You can stop the madness, LW.

Dear Prudence,

One of my oldest friends has lost several friends to cross-country moves, and the friends who remain don’t treat her well. She’s leaned on me a lot as a result. The problem: She only ever wants to hang out in person, I live 90 minutes away, and she expects me to be the only one who travels. She has a car, I don’t, but she makes excuses not to visit (“Parking is hard!”). I take trains to get to her, but she refuses to do the same (“I’ll get lost!”). We don’t talk much outside of visits; she only ever messages me to say “We should hang out more,” without offering to make plans, so I wind up organizing everything. Is it wrong to resent this? I’ve tried bringing this up, but she still expects me to visit her even more than I already do without making any effort herself.

— Train Rides Can Get Expensive

Re: You can stop the madness, LW.

  • Tell her you’d love to hang out, at your place. 

    I can see how she lost friends in cross-country moves- if you’re never willing to make an effort with friends, it gets old for them real quick. 

    Visit if you want, LW, but trains run both ways and it’s not that hard to find the station on GoogleMaps. 
    This.  

    And should it get worse then there's the CTJ friend chat.  Tell her that you feel like things are one-sided regarding the effort. 
  • I don't have much tolerance for this kind of thing.  It sounds like it would be easier for the friend to visit the LW, because they have a car.  Yet they never do.

    I'd visit the friend when I feel like it and, when I don't, respond with an equally general, "Yeah, we should."

    With that said, I had a friend who got severe anxiety traveling outside of her normal routine.  It reminded me of agoraphobia, except she could at least leave her house.  But would only drive within a few miles of it and only on main roads she was very familiar with.  I'm wondering if the LW's friend has the same issue.

    It got a lot worse as she got older and it hurt my feelings.  When I would go home to visit CA, I had particular restaurants/places I wanted to hit.  But, if she had never been there before, she was "too nervous" to drive there.  It even got to a point where, if I didn't have a rental car, she would have someone else drive her to my mom's house because "she's never in San Clemente (SC) anymore and is worried she'll get lost".  SC is only 20 minutes from where she lives.  Which, by Southern CA mileage, is nothing, lol.  Plus she'd been there many times, back in the day when I lived there.

    She's been married now for a long time and that improved things.  Because her H drives her everywhere.  Though she still seems nervous to be in unfamiliar places.

    She's always lived in such a small, sheltered world.  I've always wondered if she likes it that way (she seems to) because she has to.  Or if she'd like a bigger, fuller life better, if only fear didn't hold her back.
    Wedding Countdown Ticker
  • I'm going to guess that when she talks to her other friends, she tells them that you don't treat her well. 

    She's making you feel sorry for her so that you'll bend over backwards for her. 
  • Drop the rope.
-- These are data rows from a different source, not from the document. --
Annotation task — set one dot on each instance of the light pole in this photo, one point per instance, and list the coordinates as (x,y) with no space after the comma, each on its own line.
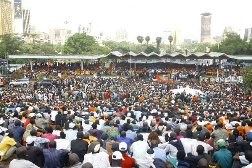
(170,38)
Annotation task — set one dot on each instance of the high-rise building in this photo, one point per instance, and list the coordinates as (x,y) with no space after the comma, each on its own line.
(59,36)
(248,34)
(206,27)
(26,21)
(121,35)
(6,20)
(18,20)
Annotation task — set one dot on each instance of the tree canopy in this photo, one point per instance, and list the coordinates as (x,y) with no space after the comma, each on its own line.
(233,45)
(247,77)
(81,43)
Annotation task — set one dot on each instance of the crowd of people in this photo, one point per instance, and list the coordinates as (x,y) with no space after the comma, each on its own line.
(105,122)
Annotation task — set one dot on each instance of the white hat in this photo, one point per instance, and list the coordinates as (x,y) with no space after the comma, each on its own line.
(97,147)
(117,155)
(71,125)
(144,118)
(123,146)
(29,140)
(1,121)
(31,115)
(229,126)
(39,115)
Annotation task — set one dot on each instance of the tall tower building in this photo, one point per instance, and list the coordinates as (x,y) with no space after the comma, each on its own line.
(205,27)
(18,20)
(248,34)
(6,20)
(26,21)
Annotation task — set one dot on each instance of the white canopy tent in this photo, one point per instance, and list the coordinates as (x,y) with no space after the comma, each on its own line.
(188,91)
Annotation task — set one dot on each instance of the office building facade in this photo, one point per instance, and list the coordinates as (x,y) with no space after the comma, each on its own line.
(206,27)
(6,20)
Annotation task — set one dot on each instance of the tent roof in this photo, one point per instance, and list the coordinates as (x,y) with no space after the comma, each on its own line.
(141,55)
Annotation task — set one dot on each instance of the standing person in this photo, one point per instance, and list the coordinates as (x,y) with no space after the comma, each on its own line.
(116,159)
(62,142)
(34,153)
(18,131)
(79,146)
(52,156)
(127,160)
(139,148)
(96,157)
(7,146)
(49,135)
(248,156)
(21,161)
(58,119)
(219,133)
(223,156)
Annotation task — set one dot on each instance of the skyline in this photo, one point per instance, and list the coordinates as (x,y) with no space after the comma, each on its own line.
(141,17)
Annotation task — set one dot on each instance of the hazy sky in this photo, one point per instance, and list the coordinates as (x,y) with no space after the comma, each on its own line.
(141,17)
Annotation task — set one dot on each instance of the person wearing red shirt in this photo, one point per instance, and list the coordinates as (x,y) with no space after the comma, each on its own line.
(49,135)
(127,161)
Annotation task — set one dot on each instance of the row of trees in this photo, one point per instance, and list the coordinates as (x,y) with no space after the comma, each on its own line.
(234,45)
(77,44)
(81,43)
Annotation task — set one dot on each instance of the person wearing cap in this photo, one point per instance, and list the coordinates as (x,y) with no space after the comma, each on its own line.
(52,156)
(79,146)
(70,131)
(219,132)
(38,141)
(159,152)
(41,121)
(139,147)
(97,131)
(128,161)
(18,131)
(74,161)
(7,146)
(117,159)
(248,156)
(21,161)
(223,156)
(97,158)
(48,135)
(34,153)
(62,142)
(125,139)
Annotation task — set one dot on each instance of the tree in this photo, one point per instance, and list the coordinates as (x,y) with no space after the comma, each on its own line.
(158,41)
(81,43)
(232,44)
(140,39)
(147,39)
(247,77)
(151,49)
(10,44)
(170,38)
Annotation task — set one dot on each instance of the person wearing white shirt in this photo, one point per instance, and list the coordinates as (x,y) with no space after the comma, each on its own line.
(139,148)
(206,146)
(63,143)
(248,156)
(21,162)
(187,144)
(169,148)
(96,157)
(70,133)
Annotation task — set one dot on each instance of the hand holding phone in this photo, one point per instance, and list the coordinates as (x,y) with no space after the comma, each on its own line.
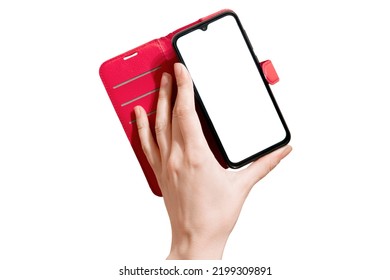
(231,89)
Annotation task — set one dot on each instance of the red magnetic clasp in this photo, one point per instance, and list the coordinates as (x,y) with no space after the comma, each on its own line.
(269,72)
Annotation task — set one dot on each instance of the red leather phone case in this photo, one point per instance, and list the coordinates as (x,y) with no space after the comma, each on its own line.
(133,78)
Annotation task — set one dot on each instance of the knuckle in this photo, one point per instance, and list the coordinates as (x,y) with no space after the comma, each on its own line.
(160,126)
(181,112)
(173,166)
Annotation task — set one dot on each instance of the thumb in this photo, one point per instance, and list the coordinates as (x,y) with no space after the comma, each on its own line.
(261,167)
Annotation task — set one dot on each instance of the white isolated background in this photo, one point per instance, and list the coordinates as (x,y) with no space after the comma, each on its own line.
(73,201)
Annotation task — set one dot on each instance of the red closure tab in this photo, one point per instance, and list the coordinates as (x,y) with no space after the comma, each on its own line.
(269,72)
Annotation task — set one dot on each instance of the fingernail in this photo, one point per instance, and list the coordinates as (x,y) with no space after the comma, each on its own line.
(164,79)
(136,111)
(286,151)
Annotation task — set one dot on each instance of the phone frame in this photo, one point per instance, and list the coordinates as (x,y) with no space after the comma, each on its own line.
(203,26)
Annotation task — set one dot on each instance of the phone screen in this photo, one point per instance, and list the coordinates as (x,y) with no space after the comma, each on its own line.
(239,105)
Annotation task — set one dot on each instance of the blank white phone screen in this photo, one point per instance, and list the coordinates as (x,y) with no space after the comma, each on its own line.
(231,88)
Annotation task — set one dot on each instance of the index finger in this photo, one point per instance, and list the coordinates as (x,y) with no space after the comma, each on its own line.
(184,110)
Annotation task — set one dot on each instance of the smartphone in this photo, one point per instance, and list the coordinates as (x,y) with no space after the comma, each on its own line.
(231,89)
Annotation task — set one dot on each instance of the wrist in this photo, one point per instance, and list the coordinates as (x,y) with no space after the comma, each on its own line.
(196,247)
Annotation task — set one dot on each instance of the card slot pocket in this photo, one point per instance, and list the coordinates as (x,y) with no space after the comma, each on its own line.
(147,100)
(137,87)
(137,77)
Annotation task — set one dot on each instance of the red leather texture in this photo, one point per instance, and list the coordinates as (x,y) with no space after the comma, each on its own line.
(133,78)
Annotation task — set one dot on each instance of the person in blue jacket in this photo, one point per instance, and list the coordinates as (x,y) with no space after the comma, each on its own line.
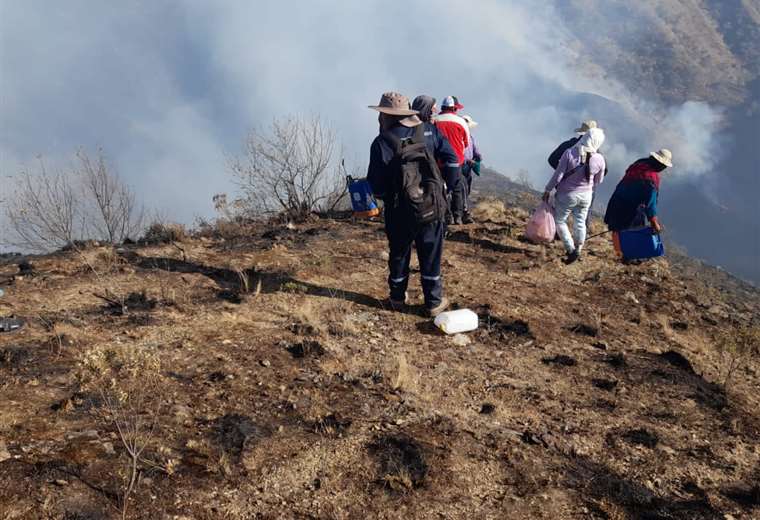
(634,202)
(398,118)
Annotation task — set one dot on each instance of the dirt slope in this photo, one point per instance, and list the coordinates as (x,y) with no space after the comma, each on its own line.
(587,392)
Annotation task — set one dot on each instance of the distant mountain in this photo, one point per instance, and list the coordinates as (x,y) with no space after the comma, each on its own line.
(688,50)
(707,50)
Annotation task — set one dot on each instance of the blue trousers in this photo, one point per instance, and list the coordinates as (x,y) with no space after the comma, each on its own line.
(428,240)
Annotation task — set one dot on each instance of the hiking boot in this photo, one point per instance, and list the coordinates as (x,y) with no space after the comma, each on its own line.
(435,311)
(572,257)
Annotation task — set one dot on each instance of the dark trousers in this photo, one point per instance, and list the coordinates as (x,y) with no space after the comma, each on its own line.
(467,181)
(428,240)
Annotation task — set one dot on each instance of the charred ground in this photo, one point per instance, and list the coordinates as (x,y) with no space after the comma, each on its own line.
(278,385)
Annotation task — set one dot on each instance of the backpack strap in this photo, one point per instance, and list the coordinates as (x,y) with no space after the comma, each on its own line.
(393,140)
(419,134)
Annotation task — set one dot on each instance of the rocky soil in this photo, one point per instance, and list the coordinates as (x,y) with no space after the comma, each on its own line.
(262,376)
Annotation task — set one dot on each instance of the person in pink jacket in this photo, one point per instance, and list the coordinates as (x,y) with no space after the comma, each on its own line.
(580,170)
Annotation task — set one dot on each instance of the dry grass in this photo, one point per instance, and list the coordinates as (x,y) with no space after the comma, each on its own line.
(489,210)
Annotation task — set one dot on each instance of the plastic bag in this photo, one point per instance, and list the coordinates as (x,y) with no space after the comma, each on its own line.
(541,227)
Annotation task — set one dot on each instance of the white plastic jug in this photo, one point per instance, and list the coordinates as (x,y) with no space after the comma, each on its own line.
(454,322)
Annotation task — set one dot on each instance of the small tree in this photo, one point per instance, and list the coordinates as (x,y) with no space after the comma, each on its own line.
(114,214)
(44,212)
(291,167)
(738,346)
(89,201)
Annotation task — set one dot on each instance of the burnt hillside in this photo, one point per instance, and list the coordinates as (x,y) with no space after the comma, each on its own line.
(262,376)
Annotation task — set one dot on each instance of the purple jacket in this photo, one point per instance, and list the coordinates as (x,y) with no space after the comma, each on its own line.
(570,175)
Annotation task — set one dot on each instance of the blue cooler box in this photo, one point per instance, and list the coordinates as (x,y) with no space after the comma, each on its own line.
(362,201)
(641,243)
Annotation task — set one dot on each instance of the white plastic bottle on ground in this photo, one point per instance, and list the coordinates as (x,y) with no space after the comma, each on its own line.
(454,322)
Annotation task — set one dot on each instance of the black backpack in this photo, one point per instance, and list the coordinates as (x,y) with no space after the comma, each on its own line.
(419,186)
(556,155)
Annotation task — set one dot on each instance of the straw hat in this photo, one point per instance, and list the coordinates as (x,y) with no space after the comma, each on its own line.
(395,104)
(470,121)
(663,156)
(586,126)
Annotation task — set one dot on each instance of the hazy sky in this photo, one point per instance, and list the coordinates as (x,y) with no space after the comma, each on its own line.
(169,89)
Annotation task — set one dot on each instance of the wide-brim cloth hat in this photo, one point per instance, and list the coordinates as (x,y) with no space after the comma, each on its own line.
(663,156)
(470,121)
(591,141)
(586,126)
(451,102)
(395,104)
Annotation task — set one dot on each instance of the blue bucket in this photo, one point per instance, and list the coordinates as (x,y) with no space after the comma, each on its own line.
(638,244)
(362,200)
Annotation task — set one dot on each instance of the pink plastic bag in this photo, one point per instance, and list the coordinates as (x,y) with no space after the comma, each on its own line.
(541,227)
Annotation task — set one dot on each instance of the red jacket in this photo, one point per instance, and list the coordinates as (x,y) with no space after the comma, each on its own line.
(454,128)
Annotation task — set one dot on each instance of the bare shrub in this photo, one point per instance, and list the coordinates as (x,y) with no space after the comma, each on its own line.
(128,383)
(113,214)
(289,168)
(87,201)
(738,346)
(164,233)
(44,212)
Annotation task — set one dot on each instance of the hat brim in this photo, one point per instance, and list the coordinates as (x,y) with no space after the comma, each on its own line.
(394,111)
(661,159)
(411,121)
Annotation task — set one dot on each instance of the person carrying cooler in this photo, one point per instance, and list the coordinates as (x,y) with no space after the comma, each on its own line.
(634,202)
(403,172)
(457,133)
(579,171)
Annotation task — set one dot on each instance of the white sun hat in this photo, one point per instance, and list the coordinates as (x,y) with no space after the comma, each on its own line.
(470,121)
(663,156)
(586,126)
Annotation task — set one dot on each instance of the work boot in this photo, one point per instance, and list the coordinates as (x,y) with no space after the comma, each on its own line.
(435,311)
(572,257)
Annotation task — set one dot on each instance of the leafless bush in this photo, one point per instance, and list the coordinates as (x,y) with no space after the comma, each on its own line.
(87,201)
(164,233)
(44,212)
(290,168)
(738,347)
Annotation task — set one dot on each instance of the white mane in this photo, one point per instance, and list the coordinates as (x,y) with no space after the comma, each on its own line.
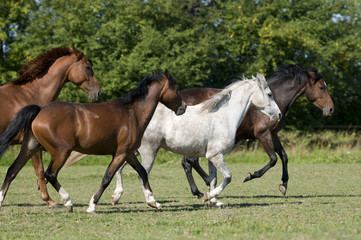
(218,98)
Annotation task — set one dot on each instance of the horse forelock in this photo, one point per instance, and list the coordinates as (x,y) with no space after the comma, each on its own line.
(34,68)
(141,90)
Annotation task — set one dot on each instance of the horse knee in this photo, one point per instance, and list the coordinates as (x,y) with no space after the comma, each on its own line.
(228,179)
(273,160)
(50,177)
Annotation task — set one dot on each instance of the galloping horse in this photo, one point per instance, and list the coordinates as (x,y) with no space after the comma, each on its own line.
(287,84)
(207,129)
(39,82)
(110,128)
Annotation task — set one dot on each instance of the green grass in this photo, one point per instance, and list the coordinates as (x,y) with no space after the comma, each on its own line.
(323,202)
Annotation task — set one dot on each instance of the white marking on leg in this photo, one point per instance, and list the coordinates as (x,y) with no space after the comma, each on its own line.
(92,205)
(150,198)
(66,198)
(218,162)
(1,198)
(118,188)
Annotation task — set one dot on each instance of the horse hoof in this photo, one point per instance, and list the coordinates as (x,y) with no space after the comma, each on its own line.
(205,197)
(199,195)
(115,200)
(69,208)
(154,204)
(217,204)
(247,177)
(90,211)
(53,205)
(283,189)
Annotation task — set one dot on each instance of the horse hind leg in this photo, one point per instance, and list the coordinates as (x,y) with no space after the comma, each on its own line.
(39,171)
(51,175)
(119,185)
(219,163)
(117,161)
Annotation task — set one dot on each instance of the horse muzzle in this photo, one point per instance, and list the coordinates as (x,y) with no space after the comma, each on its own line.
(327,112)
(94,95)
(182,109)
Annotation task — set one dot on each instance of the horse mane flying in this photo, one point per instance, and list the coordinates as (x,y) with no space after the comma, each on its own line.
(292,72)
(141,90)
(36,67)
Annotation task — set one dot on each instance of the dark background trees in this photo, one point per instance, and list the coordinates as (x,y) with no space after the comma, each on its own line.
(202,43)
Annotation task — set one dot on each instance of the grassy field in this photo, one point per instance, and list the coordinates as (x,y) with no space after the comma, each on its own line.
(323,202)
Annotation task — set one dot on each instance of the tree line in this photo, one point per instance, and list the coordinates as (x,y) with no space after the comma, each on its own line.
(202,43)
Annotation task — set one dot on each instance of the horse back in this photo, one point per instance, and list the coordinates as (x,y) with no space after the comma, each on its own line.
(87,128)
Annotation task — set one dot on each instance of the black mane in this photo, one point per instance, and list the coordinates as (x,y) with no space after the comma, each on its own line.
(142,89)
(293,72)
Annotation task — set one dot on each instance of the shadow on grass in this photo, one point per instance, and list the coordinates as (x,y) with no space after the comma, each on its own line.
(293,196)
(174,206)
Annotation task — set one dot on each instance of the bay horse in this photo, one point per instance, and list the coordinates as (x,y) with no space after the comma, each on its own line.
(39,82)
(207,129)
(110,128)
(287,84)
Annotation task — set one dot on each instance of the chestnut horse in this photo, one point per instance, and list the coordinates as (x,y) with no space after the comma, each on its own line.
(39,82)
(287,84)
(110,128)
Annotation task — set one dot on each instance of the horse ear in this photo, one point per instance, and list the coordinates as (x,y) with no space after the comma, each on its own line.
(261,80)
(167,74)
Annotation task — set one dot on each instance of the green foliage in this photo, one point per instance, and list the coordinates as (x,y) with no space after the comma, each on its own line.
(202,43)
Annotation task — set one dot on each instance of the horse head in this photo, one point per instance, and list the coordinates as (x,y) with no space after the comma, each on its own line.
(81,73)
(317,93)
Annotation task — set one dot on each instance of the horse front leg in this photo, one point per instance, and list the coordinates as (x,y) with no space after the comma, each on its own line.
(143,171)
(214,202)
(39,171)
(114,165)
(267,143)
(187,166)
(283,155)
(218,162)
(119,185)
(24,155)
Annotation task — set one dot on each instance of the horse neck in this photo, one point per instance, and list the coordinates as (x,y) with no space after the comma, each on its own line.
(286,94)
(145,108)
(47,88)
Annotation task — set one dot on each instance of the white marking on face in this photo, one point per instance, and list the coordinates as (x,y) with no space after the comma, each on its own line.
(1,197)
(63,194)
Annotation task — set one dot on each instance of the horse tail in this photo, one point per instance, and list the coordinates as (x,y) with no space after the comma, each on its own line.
(21,122)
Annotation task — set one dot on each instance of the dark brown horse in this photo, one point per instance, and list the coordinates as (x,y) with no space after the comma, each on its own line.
(110,128)
(287,84)
(39,82)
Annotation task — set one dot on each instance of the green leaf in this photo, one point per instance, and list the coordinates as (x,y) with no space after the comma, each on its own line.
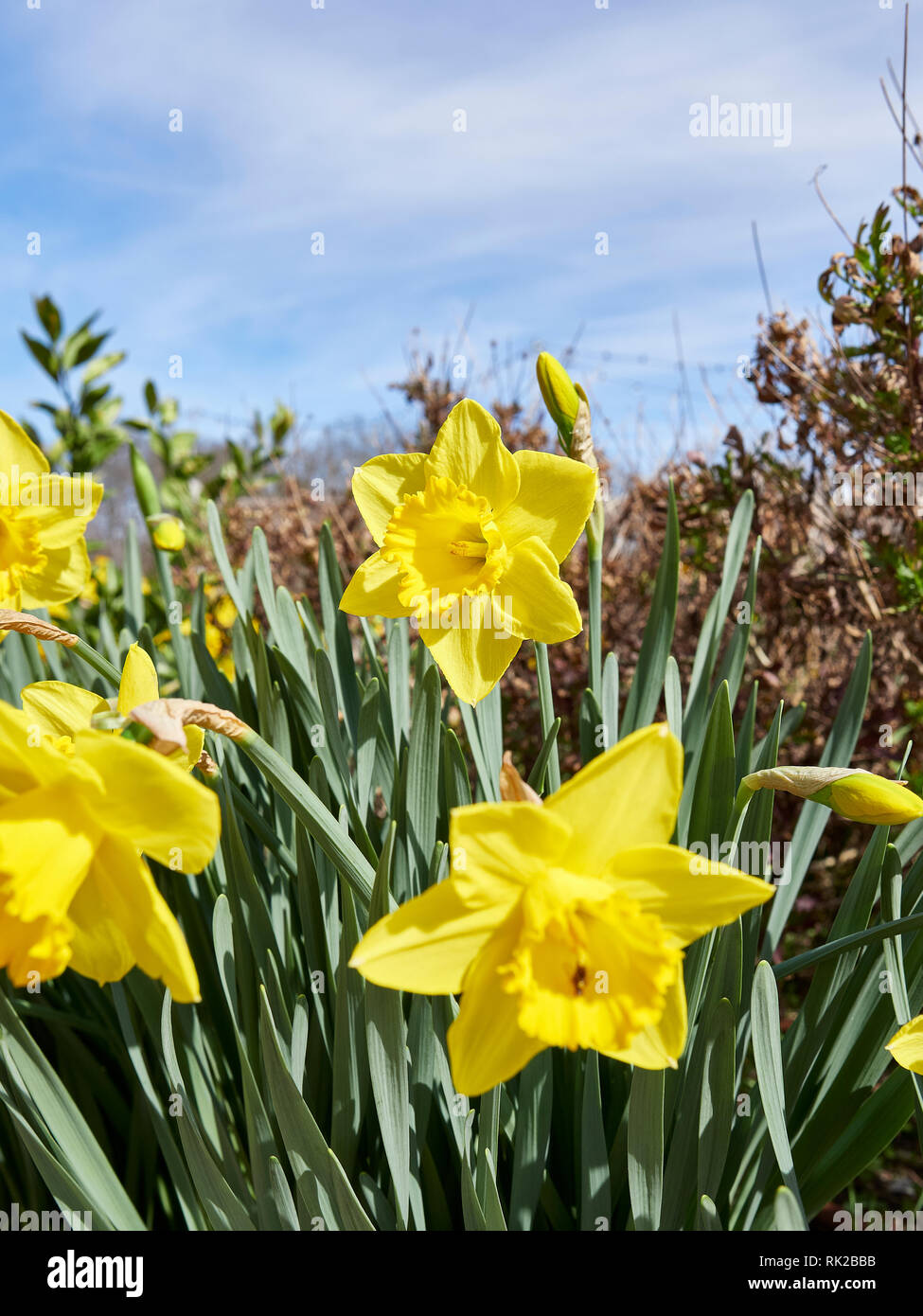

Don’t go to her. Don’t organize. “Would love to see you let me know a good day for you to come here.” And never follow up. 
  • This is my issue with my mom - but she's old and the fear set in recently.

    I watched the similar thing hit with a friendship 20 years ago and it broke up never to recover.  No one wants to be the person always offering to travel.

    That said, you also need to be the person who offers to host.  Don't complain to me that I'm not heading to see you if you aren't inviting me to your place.